Slowly but surely, the feeling that had no place in his heart began to grow. It was awful to be so very lonely. He did miss Liz. He had found some weak strain of poetic potential in his emotional agonies, and now had no muse. Life had never been so bleak.

One day, sitting alone on a park bench with an untouched sandwich in his hands, Howard decided he couldn't take it anymore. In a moment of pure and suffering eloquence, he moaned, "This can't go on. I'd rather die than feel so alone." 

If Howard had had the chance to have another thought after this, it might have been something self-congratulatory - a triumphant recognition at having felt and said something so original and meaningful. 

As things were, however, he never got the chance to relish his artistry, because immediately after he had spoken, his loneliness spontaneously overflowed, and Howard exploded into a thousand tiny particles. 

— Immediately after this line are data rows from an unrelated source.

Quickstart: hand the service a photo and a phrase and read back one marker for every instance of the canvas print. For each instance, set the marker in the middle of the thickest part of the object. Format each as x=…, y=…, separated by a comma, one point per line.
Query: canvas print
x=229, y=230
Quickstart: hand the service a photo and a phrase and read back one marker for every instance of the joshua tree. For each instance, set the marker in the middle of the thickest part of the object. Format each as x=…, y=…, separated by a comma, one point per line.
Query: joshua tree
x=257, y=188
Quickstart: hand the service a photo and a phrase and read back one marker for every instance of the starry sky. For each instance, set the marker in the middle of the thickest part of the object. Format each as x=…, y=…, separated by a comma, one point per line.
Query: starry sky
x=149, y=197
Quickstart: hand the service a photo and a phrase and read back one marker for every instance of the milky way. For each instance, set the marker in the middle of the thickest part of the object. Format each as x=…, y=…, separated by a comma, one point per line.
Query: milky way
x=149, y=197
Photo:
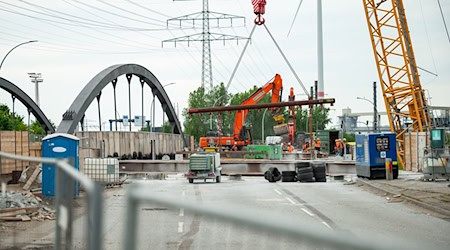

The explosion itself was miraculously beautiful. Like the break-up that had started it all, it was neither drawn out nor messy. One moment he was in a park surrounded by people, and the next, he was gone - floating away, piece by piece. 

If such a thing as poetic justice existed, then here was Howard's reward: he would hover indefinitely in the atmosphere, being breathed in and out until the world ended. He would never be lonely, because he would spend every second being intimately embraced by hundreds of different people. He would know a level of communion with his fellow-men that most people - even the really romantic ones - only dream of. 

But on that day in the park, there was no justice. A child moved away from the area to escape a funny smell, and a dog sneezed. A pigeon began pecking at the sandwich lying in front of the now vacant bench.